Sing it right? You’re not a singer or musician are you?
My friend, Cindy Howes at WYEP Pittsburgh, posted a Rolling Stone story on her FB page earlier this month about a state senator in Indiana who wants to fine you if you “change” the national anthem at public school events. $25 fine. And what does that mean, ‘change?’ People who don’t know anything about music should not be allowed to make laws about it.
(By the way, the above referenced story says Massachusetts already has a law imposing some restrictions on how the national anthem may be performed. $100 fine.)

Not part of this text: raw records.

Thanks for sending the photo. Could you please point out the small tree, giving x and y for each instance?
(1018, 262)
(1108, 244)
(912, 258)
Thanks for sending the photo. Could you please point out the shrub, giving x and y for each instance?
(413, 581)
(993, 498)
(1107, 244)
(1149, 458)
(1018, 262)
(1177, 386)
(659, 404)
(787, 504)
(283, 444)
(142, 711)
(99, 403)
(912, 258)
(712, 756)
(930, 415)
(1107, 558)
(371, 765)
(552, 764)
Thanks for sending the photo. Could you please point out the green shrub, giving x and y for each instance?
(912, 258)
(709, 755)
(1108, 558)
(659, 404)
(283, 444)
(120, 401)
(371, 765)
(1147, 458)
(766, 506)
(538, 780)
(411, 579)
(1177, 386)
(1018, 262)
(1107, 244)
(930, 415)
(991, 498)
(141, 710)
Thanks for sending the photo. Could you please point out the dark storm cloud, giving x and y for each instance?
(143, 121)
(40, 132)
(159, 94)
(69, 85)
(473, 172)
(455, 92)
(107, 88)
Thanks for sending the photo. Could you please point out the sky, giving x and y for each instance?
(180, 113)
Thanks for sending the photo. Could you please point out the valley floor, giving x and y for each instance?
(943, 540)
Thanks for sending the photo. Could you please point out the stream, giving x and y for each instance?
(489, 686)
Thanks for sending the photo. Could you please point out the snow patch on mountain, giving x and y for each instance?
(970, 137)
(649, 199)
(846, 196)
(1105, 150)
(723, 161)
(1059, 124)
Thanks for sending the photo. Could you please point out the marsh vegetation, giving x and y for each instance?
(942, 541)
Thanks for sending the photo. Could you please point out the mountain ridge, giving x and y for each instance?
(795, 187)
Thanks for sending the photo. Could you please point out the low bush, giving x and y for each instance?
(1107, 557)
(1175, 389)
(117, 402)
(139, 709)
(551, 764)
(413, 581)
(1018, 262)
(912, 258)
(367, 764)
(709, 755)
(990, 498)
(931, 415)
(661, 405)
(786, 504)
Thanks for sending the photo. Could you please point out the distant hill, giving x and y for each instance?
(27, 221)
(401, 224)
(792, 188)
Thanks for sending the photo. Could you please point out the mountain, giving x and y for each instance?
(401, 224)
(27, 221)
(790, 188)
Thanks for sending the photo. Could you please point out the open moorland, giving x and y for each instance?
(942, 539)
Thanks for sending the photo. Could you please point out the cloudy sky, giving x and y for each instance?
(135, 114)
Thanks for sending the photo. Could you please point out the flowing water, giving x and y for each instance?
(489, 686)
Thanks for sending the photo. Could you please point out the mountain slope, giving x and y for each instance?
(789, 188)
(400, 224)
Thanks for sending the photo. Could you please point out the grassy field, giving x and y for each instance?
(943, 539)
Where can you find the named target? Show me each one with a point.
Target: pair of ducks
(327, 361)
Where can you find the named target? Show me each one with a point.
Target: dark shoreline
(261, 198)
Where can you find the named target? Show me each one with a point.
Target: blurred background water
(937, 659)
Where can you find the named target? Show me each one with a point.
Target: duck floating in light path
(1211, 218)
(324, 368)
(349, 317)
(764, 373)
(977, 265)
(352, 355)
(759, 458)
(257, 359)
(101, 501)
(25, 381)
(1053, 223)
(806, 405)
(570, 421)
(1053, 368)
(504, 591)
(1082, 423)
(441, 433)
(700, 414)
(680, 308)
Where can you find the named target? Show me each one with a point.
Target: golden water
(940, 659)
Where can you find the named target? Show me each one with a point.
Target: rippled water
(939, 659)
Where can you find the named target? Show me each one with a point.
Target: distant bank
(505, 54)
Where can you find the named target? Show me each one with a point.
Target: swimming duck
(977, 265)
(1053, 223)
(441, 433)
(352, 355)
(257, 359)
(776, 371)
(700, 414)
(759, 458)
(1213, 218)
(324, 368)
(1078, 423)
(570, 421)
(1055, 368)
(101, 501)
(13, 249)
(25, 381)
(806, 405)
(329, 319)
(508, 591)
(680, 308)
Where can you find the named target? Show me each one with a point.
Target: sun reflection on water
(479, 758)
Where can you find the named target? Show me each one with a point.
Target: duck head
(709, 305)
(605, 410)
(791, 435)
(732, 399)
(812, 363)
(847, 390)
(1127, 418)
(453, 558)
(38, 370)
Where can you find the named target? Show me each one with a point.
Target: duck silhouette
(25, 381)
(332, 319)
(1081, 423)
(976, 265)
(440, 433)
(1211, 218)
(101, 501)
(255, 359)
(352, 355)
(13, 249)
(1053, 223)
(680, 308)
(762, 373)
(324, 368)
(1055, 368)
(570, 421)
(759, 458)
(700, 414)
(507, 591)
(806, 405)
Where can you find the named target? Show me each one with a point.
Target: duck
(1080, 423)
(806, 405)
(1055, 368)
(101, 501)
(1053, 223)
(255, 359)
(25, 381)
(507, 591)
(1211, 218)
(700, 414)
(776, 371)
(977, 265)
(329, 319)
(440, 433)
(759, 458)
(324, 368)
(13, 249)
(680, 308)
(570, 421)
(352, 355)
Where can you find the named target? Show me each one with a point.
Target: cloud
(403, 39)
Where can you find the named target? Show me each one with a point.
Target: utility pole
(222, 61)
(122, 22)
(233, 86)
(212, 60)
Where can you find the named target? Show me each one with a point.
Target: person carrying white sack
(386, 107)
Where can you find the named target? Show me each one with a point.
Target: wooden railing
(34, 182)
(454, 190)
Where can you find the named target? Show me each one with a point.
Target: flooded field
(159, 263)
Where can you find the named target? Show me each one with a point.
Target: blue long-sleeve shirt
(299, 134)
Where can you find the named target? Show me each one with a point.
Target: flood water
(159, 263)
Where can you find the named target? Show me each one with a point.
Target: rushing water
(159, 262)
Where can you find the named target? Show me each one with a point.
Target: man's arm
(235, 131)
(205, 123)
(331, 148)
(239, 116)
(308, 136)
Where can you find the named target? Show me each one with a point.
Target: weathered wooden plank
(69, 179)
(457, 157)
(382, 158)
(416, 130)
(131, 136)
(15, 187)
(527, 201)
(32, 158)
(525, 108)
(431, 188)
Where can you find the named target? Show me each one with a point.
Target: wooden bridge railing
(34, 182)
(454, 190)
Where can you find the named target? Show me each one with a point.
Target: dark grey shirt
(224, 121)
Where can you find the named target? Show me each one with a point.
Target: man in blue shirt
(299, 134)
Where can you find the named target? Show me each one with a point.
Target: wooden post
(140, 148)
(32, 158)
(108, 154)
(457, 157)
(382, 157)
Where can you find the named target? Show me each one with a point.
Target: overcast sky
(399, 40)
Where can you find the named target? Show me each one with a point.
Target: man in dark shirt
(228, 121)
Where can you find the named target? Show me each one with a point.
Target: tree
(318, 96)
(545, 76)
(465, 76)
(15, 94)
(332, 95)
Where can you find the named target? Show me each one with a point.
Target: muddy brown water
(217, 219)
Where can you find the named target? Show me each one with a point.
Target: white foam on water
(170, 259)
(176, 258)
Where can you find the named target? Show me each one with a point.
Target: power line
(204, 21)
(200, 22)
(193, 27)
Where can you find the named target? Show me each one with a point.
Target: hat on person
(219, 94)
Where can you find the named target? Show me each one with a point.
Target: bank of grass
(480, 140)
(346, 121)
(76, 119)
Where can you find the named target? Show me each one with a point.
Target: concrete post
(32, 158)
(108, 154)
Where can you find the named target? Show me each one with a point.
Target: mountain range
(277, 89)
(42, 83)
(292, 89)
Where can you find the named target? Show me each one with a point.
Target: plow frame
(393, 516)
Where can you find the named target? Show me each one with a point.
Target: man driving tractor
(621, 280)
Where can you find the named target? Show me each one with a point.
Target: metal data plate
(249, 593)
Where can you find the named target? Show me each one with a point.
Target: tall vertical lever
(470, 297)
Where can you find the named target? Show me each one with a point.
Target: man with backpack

The first one to change the song was Francis Scott Key. I wonder how much they would fine him today? If people weren’t allowed to change songs, we wouldn’t even have The Star-Spangled Banner.
You can gripe about people changing the national anthem all you want. It’s a free country. Singers and musicians can ‘change’ the national anthem all they want…for the same reason.
Otherwise we’d be singing, “…o’er the land of the oppressed…and the home of the music police.”